The big non political story today that is plastered all across the back pages of the papers is the latest in the decline of England and Manchester United footballer Wayne Rooney.
In my earlier post today I wrote about the political reporter’s obsession with an underlying narrative to drive their reporting. There is, of course, a narrative driving the reporting of all sports but especially football and footballers where events off the field often outstrip the story lines of soap operas.
Just prior to the World Cup Rooney starred in a big budget global TV ad campaign for one of his many sponsors, Nike. Under the title ‘Write The Future’ the story illustrated how the slightest margin of error can lead to the ultimate glory - or utter dejection. The ultimate hero to zero story.
The decline imagined by the ad men of Nike seems to be coming true with reports of scandal in Rooney’s private life, a drop in form, huge media interest, reaction from his manager suggesting his lack of form is down to press intrusion and now an attack by a former England manager that it is all of Rooney’s own making.

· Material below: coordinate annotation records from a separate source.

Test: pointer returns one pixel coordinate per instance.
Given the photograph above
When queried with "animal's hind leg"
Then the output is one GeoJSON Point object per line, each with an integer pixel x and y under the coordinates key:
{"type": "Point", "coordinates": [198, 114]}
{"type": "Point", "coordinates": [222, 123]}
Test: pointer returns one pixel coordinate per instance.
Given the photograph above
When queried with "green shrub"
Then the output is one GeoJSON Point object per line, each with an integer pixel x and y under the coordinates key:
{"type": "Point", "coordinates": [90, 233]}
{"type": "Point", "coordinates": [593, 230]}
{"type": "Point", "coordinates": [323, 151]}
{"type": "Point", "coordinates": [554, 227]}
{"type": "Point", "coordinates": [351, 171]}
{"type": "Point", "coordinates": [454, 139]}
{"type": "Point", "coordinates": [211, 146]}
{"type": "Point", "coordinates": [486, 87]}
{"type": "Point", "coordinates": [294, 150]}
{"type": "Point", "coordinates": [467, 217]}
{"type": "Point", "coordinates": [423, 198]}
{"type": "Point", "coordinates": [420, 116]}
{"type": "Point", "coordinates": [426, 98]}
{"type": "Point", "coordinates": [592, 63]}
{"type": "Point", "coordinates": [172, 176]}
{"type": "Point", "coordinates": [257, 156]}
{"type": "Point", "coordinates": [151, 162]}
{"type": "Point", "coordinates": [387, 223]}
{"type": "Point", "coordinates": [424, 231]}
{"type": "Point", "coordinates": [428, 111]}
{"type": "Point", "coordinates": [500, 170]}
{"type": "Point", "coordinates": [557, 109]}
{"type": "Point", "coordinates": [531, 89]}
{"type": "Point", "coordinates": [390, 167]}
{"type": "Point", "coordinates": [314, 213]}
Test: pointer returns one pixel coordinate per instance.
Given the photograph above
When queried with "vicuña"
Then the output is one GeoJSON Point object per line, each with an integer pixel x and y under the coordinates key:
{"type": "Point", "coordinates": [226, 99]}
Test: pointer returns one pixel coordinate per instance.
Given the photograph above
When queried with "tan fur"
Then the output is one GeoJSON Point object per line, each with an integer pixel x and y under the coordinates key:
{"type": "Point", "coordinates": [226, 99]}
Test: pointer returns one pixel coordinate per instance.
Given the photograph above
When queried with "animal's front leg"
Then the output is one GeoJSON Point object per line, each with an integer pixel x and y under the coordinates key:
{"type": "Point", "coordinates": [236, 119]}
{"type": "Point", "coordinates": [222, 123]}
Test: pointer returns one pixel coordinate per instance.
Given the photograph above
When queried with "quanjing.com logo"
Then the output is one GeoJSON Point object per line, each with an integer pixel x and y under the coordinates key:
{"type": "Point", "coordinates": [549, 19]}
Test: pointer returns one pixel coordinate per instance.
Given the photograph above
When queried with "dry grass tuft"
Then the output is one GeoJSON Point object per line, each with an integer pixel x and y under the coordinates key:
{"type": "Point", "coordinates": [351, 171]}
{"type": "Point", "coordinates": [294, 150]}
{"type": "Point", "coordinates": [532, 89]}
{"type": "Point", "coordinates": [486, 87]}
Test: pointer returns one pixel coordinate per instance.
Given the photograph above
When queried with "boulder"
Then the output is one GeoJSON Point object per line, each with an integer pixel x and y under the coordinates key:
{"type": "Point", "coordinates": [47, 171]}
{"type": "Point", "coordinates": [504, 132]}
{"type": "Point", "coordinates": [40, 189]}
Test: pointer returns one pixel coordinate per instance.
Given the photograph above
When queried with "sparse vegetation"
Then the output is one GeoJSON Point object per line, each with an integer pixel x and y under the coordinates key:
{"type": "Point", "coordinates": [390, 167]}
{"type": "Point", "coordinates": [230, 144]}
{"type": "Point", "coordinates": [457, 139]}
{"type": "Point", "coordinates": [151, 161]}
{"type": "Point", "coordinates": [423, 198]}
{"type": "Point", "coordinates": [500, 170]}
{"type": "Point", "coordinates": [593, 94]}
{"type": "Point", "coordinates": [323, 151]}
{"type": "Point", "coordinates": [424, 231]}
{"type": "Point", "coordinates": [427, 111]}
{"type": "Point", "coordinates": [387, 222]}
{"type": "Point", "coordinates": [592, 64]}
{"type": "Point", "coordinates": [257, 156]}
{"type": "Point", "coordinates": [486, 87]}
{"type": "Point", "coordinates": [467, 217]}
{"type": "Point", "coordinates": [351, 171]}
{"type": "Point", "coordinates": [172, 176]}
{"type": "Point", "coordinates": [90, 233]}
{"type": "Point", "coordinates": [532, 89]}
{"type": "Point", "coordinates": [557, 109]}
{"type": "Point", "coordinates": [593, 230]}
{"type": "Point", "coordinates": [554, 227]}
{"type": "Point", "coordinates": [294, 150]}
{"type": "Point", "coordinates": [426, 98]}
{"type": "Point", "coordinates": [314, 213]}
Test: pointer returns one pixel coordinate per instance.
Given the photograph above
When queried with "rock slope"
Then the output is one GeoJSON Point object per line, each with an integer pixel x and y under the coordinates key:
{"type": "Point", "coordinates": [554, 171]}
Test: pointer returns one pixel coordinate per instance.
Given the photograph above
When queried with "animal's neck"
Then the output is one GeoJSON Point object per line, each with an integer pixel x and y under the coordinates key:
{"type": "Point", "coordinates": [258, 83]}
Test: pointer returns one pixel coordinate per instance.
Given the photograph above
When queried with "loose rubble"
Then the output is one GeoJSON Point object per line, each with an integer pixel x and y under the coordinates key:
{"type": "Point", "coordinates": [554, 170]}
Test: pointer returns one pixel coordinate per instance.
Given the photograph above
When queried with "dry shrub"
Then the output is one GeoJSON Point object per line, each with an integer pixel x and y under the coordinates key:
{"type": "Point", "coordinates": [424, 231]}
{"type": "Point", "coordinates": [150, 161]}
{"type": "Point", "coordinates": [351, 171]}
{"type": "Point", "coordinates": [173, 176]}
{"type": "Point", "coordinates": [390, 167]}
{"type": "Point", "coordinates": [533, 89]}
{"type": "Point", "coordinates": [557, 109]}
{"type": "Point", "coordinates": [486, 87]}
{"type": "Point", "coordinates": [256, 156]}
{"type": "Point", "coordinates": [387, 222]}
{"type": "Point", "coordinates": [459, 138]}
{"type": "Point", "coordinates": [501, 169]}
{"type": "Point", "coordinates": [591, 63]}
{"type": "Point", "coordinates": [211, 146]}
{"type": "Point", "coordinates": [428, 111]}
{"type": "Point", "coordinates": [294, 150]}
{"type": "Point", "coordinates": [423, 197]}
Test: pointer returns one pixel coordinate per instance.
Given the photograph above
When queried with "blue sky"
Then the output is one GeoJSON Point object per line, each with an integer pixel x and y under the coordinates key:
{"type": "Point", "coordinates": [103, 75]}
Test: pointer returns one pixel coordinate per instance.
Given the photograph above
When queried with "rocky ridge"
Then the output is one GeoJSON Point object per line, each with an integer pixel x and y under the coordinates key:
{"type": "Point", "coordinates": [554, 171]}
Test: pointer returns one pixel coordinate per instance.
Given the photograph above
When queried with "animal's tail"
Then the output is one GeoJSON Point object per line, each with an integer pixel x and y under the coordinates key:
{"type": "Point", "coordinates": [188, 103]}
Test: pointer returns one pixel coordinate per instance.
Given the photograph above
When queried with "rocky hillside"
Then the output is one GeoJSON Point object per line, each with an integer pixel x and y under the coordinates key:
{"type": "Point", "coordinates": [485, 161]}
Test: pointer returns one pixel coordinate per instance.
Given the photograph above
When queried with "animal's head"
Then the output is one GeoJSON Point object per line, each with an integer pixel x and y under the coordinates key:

Kevin Keegan’s remarks that you can’t have it both ways – courting publicity when it suits you to make money but shying away when times get tough - are right at the heart of problems facing many sports stars today. While they seek lucrative endorsements that often portray them as shining role models, using the media to secure the high profiles their backers’ demand, when things go wrong for them they are all too happy to slap an injunction on the media to shut down a story. The media has a right to report if it is in the public interest.
Football has never been bigger business or as powerful. With this power should come responsibility. It is no good Alex Ferguson and others bemoaning the reporting of Rooney’s bedroom antics. Instead they should be taking steps to ensure that these players held in such high regard by millions start acting in a proper way.